本発明は、ヘパリン／ヘパラン硫酸（ＨＳ）が、トランスサイレチン（ＴＴＲ）関連性のアミロイドーシスの病因において役割を果たすかどうかを決定することを目的とする研究に基づく。

アミロイド心筋症と診断された患者由来の心臓検体の免疫組織学的検査は、ＴＴＲアミロイド沈着物を伴う実質的なＨＳ蓄積を明らかにしたが（図１）、ＴＴＲポジティブシグナルのうちのいくつかは、大部分は血管壁において、ＨＳと重複しなかった。高程度のＨＳ−ＴＴＲ共局在についてのこの発見は、ＴＴＲアミロイドーシスにおいてＨＳが機能している可能性を検討する動機付けとなった。この問題について検討するために、本発明者らは、インビトロ及びインビボ実験によって、ヘパリン／ＨＳの非存在下又は存在下においてその凝集を評価するために、組換えヒトＷＴＴＴＲを用いた。

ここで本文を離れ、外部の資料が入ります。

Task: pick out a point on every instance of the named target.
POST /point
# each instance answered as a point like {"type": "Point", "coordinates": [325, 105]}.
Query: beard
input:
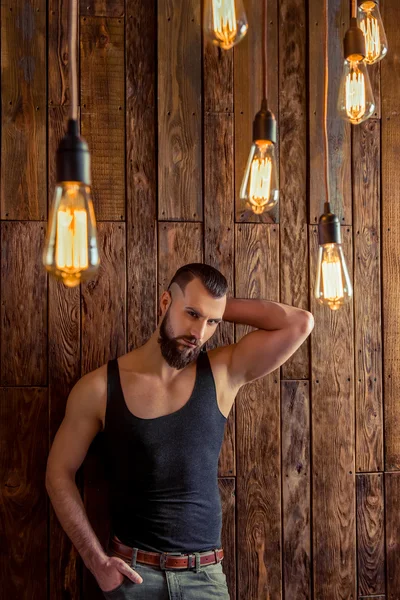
{"type": "Point", "coordinates": [175, 355]}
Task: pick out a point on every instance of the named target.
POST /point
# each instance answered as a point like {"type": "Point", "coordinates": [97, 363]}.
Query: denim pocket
{"type": "Point", "coordinates": [214, 574]}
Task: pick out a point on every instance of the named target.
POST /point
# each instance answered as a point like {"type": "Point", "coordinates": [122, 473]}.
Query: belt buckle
{"type": "Point", "coordinates": [163, 558]}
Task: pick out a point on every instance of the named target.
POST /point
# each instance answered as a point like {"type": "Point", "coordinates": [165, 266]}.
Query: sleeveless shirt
{"type": "Point", "coordinates": [163, 472]}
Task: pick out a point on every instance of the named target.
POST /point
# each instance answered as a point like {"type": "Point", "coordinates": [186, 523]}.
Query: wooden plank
{"type": "Point", "coordinates": [293, 170]}
{"type": "Point", "coordinates": [219, 245]}
{"type": "Point", "coordinates": [104, 301]}
{"type": "Point", "coordinates": [103, 112]}
{"type": "Point", "coordinates": [64, 371]}
{"type": "Point", "coordinates": [248, 95]}
{"type": "Point", "coordinates": [339, 132]}
{"type": "Point", "coordinates": [367, 301]}
{"type": "Point", "coordinates": [390, 81]}
{"type": "Point", "coordinates": [23, 339]}
{"type": "Point", "coordinates": [179, 111]}
{"type": "Point", "coordinates": [178, 245]}
{"type": "Point", "coordinates": [59, 93]}
{"type": "Point", "coordinates": [23, 110]}
{"type": "Point", "coordinates": [228, 533]}
{"type": "Point", "coordinates": [333, 440]}
{"type": "Point", "coordinates": [141, 79]}
{"type": "Point", "coordinates": [296, 484]}
{"type": "Point", "coordinates": [370, 534]}
{"type": "Point", "coordinates": [258, 430]}
{"type": "Point", "coordinates": [218, 79]}
{"type": "Point", "coordinates": [392, 495]}
{"type": "Point", "coordinates": [102, 8]}
{"type": "Point", "coordinates": [23, 508]}
{"type": "Point", "coordinates": [103, 338]}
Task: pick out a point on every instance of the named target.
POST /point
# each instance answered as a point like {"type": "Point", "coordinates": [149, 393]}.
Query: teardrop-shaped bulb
{"type": "Point", "coordinates": [370, 22]}
{"type": "Point", "coordinates": [355, 101]}
{"type": "Point", "coordinates": [71, 250]}
{"type": "Point", "coordinates": [260, 187]}
{"type": "Point", "coordinates": [332, 284]}
{"type": "Point", "coordinates": [225, 22]}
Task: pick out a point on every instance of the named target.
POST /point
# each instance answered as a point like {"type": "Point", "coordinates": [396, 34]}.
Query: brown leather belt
{"type": "Point", "coordinates": [165, 560]}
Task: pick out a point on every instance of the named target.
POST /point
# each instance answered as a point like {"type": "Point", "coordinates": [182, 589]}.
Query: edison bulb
{"type": "Point", "coordinates": [225, 22]}
{"type": "Point", "coordinates": [332, 284]}
{"type": "Point", "coordinates": [71, 250]}
{"type": "Point", "coordinates": [370, 23]}
{"type": "Point", "coordinates": [355, 101]}
{"type": "Point", "coordinates": [260, 187]}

ＴＴＲ凝集／アミロイドーシスが、オリゴマーを自発的に形成する不安定な単量体を生成する、未変性四量体の解離によって開始されることが証明された。以前の報告と一致して、本発明者らは、ゲル電気泳動によって分析されるように、ｐＨ２．７でのインキュベーションで組換えＷＴＴＴＲの解離を確認した。アミロイド様線維の形成は、ＴｈＴ蛍光染色によって定量化し、オリゴマーの形成は、ｎａｔｉｖｅ−ＰＡＧＥによって評価した。本発明者らは、ＷＴＴＴＲが、ｐＨ２．７での４８時間３７℃でのインキュベーションに際してある程度まで自発的に凝集することを発見したが、より高いｐＨでは凝集しなかった（図２）。しかしながら、やや酸性の条件下での長期間のインキュベーションは、ＴＴＲの凝集をもたらし（図６Ｃ）、異なるｐＨ条件でのＴＴＲ凝集の動態の変化を示した。いかなる理論にも制限されるものではないが、これは、心筋症の心臓における酸素供給のたび重なる不足が、ＴＴＲ凝集を促し得る酸性化環境生じさせるインビボにおける状況を反映している可能性がある。

ＨＳの一般に使用される類似体であるヘパリンの追加は、ｐＨ２．７及び５．０でＴＴＲ線維化を非常に促進した（図３Ａ及び６Ｃ）。特に、ヘパリンの包含は、ｎａｔｉｖｅ−ＰＡＧＥ分析によって実証されるように、特異なパターンのＴＴＲ凝集体をもたらした。実質的な量の高分子が、ゲルの一番上にとどまり、オリゴマー種の低下又は不在を反映した（図３Ｃ）。ヘパリンが単量体／オリゴマー線維構築の割合を変化させる又は凝集経路の方向を変える可能性がある。

ヘパリンがＴＴＲ線維の中に組み込まれるという発見（図４）は、ＨＳ／ヘパリンが、足場の役割を果たし、ミスフォールドしたＴＴＲ単量体を「集め」、線維の中に組み込まれ得ることを示唆する。いかなる理論にも制限されるものではないが、これは、細胞表面上の又は細胞外マトリックスにおけるＨＳが、アンフォールドＴＴＲ単量体の蓄積及び凝集を促進するように足場／触媒として機能するインビボにおけるＴＴＲ−ＨＳ凝集を反映し得る。図１５中の図解は、ＨＳ媒介性のＴＴＲ線維化についてのこの仮説を示す。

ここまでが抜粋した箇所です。